The W7j next to a Dell XPS M1210. Despite being a 12" laptop, both the W7j and XPS have similar dimensions, particularly in their height and thickness. The screen of the W7 however, is significantly brighter, while the XPS is dimmer than both the Asus and the Macbook.
The W7j is very solid. Upon pulling it out of the box, the feel instantly reminded me of the Dell Latitude D620 which is Dell’s higher-end line, featuring a magnesium lid. Indeed, the W7j features a mixture of Carbon Fiber and plastic, ensuring a very sturdy lid and chassis. There is very little flex anywhere. If you press hard enough, there are some ripples near the middle of the lid, as well as a small amount of flex on the right palm rest, however the pressure required to create this flex is not natural.
The texture of the lid and palm rest is the same as the D620 we have at work, the only difference being that the W7j is black not dark grey. The camera on top is plastic and the hinges are quite sturdy. There is no creaking anywhere on this notebook. In the long run, it would probably be best to remove the two large stickers on the palm rest as they easily attract the dirt from your palms although I do admit, the left sticker has been useful as I have received numerous inquiries on the specs of my notebook, which is easily solved by pointing to the sticker which displays all the vital specs.
It should be noted that this design (as well as many Ensemble designs) do not feature a lid latch. Regardless the lid is very secure when closed and requires two hands to open. Grabbing the lid will result in some smudges left behind from your fingers which I find to be a minor problem, especially compared to the smudges left behind on a black Nintendo DS which are much more obvious.
While the W7′s black lid attracts fingerprints, it is nowhere near as bad as those found on a black Nintendo DS (view large image)
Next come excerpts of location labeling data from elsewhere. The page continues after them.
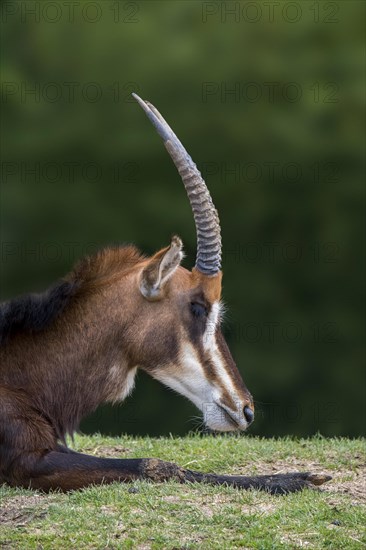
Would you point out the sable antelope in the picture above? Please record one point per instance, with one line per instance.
(80, 344)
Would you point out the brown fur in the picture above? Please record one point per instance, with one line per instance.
(54, 372)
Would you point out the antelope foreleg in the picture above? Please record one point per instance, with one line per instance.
(68, 471)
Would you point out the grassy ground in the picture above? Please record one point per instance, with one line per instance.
(173, 516)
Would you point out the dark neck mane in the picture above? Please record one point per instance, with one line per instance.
(35, 312)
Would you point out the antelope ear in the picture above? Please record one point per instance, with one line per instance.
(161, 266)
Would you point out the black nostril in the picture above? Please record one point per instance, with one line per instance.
(249, 414)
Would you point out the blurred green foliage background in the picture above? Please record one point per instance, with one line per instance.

The W7j’s screen is a glossy (or as Asus call’s it, Colorshine) screen with a native resolution of 1280×800. While glossy screens tend to generate reflection under certain lighting conditions, I found the W7′s screen to be less reflective than some of its contemporaries. As shown in the previous pictures, the W7 is significantly brighter than the Macbook and the Dell XPS M1210. There are 16 brightness settings, with the highest being a bit too bright! I often use it on the 13th or 14th notch.
The screen is very sharp and crisp easily rivaling the Sony SZ’s screen. Horizontal angles are good while vertical angles are just okay. Unlike many 14.1" widescreens, finding the "sweet spot" on the W7′s 13.3" screen is relatively easy. Unfortunately my model has two stuck pixels which can be replaced as Asus offers a zero bright dot policy in which consumers can have their panels replaced free of charge, provided it is within 30 days.
The screen in my particular unit is an AUO B133EW01, with a response time of 25ms, 16:10 aspect ratio, 400:1 contrast ratio, and brightness of 250cd/m^2. Detailed specifications of this notebook lcd can be found via this link.
The W7j includes software such as the "Asus Splendid Technology Utility" which adjusts the tone and brightness in order to optimize the presentation of different types of media.
The bottom is noticeably brighter than the top as with most notebooks (view large image)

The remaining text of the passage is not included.